We turned off the vertical isolation loops and the line went away from the raw CPS signals. With the horizontal loops still on, the noise was low enough to believe that the line was reduced or gone, see attached.
We also power cycled all the CPS interface chassis which also power cycles the satellite racks; this action had no effect on the peak. There is still the possibility of the sync cable...just an idea that has caused a problem in the past.
Jim is seeing clear changes in the peak frequency with blend changes and continues to test theories with the GS13s.
Jim also zero'd the vertical DC drive that amounted to 600 counts on the outputs and about 15um in computed position. This relief changed nothing either, as expected.

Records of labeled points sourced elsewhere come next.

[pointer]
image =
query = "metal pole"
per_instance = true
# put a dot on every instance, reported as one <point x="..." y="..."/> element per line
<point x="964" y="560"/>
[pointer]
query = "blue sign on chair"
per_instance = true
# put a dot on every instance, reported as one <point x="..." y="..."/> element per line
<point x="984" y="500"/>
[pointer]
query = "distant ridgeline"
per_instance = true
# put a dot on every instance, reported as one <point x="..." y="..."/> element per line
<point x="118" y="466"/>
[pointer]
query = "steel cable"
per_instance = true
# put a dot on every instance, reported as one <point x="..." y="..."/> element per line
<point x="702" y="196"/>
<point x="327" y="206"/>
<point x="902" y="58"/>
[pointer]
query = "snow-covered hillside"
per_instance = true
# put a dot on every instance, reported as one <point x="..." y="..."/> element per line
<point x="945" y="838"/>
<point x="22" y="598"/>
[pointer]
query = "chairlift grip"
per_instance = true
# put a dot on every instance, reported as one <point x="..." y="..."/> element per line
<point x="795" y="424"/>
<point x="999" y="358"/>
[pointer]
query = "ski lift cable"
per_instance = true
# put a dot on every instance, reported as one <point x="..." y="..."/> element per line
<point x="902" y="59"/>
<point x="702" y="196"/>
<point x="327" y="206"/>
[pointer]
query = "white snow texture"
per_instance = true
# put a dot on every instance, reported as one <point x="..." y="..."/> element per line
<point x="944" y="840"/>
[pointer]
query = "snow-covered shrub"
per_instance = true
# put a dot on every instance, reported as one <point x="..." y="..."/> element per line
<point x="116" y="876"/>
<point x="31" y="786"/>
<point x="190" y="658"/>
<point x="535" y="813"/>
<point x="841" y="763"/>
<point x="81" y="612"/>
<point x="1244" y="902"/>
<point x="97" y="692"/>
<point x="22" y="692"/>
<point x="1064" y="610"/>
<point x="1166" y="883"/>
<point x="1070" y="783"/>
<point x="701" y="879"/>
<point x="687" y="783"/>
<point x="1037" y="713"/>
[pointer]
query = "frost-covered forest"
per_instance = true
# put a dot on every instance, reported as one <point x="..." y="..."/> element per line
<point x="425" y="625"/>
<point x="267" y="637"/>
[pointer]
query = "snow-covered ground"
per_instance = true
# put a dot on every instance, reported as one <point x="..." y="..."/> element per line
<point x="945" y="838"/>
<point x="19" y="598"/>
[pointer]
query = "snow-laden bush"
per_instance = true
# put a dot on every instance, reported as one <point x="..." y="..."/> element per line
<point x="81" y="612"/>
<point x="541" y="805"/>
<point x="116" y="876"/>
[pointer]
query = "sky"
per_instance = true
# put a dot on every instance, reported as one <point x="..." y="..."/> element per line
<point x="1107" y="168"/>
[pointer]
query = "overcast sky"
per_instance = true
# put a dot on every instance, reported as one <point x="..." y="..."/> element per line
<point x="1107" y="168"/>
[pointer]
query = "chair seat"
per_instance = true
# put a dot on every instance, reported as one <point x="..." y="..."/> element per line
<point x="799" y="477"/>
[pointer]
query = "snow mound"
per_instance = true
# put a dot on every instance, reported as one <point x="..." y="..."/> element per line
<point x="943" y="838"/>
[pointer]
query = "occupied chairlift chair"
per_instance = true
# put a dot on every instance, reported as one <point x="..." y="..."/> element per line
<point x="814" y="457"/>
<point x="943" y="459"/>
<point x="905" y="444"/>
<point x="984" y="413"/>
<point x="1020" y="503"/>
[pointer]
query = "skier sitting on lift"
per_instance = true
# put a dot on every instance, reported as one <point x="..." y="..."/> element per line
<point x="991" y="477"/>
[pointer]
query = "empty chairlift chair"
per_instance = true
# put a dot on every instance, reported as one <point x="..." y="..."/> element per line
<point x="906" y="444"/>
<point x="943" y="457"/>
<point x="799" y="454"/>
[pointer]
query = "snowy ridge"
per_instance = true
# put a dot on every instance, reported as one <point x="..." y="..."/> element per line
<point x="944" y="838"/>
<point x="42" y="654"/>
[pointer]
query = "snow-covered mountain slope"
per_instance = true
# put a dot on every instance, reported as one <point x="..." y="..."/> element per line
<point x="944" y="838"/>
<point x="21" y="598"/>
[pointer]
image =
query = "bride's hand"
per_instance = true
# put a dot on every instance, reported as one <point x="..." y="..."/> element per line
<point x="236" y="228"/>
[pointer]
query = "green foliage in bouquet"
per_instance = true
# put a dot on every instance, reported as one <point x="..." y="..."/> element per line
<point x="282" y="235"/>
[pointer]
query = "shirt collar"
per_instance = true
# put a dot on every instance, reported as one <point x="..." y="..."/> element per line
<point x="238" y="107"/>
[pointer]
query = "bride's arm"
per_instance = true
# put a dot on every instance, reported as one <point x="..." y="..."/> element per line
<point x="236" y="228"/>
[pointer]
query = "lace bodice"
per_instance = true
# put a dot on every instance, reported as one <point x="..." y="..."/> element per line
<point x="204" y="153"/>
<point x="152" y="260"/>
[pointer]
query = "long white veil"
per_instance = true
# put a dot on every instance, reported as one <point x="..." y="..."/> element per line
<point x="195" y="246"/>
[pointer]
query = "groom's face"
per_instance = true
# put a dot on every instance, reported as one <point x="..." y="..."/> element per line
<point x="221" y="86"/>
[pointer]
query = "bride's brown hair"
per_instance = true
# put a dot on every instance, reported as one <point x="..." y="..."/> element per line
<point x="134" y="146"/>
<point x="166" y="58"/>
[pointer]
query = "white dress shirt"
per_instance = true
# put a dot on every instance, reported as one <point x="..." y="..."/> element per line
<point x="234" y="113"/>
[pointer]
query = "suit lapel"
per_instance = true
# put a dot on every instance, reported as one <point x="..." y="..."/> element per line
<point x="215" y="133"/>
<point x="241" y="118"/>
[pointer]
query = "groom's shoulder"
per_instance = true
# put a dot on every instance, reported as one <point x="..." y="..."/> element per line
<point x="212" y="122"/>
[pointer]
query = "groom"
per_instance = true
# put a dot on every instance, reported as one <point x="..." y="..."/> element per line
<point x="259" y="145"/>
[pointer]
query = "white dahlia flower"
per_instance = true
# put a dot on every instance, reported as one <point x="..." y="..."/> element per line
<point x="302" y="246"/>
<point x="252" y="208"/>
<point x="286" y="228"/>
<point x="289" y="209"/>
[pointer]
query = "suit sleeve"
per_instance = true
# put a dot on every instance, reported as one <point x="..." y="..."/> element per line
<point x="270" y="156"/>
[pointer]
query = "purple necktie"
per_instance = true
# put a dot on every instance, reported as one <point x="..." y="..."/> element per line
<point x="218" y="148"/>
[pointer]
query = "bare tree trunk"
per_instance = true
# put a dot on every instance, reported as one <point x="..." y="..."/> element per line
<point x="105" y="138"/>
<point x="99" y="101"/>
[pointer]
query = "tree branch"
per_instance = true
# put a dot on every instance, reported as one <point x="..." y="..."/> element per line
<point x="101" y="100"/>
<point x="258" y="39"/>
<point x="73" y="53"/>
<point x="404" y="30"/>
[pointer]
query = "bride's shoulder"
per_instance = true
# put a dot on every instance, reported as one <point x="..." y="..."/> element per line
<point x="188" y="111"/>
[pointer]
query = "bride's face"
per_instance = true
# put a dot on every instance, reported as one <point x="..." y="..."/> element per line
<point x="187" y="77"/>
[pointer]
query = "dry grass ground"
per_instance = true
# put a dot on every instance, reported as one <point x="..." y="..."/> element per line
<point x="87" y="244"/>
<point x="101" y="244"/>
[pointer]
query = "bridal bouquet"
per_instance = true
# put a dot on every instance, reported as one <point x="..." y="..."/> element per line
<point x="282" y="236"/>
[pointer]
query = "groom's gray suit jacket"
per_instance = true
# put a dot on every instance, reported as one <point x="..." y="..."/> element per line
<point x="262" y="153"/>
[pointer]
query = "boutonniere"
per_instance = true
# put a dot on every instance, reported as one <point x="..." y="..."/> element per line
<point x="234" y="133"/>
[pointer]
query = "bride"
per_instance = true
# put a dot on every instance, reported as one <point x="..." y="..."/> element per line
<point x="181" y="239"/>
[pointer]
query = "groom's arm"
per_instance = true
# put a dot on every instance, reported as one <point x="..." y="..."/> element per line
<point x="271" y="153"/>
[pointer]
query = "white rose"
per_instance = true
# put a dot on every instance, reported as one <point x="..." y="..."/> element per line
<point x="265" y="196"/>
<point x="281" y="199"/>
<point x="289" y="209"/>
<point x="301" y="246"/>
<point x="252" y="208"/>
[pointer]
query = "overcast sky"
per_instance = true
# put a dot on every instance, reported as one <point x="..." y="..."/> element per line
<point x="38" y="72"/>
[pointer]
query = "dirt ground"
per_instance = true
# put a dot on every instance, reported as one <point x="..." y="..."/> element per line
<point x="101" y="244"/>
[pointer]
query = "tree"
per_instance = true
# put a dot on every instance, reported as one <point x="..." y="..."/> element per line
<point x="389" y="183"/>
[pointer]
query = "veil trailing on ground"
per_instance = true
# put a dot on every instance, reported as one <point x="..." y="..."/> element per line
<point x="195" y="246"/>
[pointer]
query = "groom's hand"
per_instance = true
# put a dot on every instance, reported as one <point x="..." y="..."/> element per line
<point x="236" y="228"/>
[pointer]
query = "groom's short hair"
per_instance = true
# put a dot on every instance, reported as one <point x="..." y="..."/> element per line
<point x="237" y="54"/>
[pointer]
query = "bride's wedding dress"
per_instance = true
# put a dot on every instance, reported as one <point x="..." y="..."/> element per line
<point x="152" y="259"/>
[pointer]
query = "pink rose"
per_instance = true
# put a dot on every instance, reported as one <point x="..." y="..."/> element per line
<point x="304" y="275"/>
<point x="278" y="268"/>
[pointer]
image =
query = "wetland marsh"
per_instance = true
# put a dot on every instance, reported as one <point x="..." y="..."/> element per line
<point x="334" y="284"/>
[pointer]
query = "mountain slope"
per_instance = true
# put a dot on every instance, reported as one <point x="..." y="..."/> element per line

I'm attaching some plots of measurements done this morning. First attached asd compares the RY motion for different blend and loop configurations. At this point, the best fix I have seems to be turning off the RX loop, it makes the RY peak a little smaller. The nominal config is with ~250mhz blends on X/Y/Z/RZ and something a little higher on RX/RY, the more aggressive RX/RY blends actually have a little higher cross-over, but have more ~.5hz gain peaking and more high frequency roll off. Going from the nominal config, pushes the peak down to .6hz and increases it's amplitude. Pushing the RX/RY blend up to 750mhz keeps the peak at ~1.1hz but makes it taller. Turning off the RX loop makes the peak in RY smaller, but changing the blend to either more or less aggressive either pushes it back down to .6hz and makes it taller, or just makes the peak taller. I don't think this is a good way to run the table, as leaving the RX loop off means there is no DC control of that degree of freedom.
We also took measurements on HAM2 & 3, driving at the error point of the isolation loops while the tables were isolated, with nominal blends, sensor correction and HEPI feedforward. So far, both chambers don't show glaring differences. Attached plots are HAM2 (first) HAM3 (second). On each plot, top right plot is the coherence from the Z drive to the local CPS & GS13 INF OUTs, and so after all the calibrations have been applied to the individual sensors, but before they are summed and composed into cartesian coordinates.
Top left is the phase for the z drive to inf out, bottom left is the magnitude. Bottom right is the tf from GS13Z Blend in to each of the local sensor outs. The similarity between the all of these tfs seems to indicate that this is not a problem with the calibration of any of the sensors.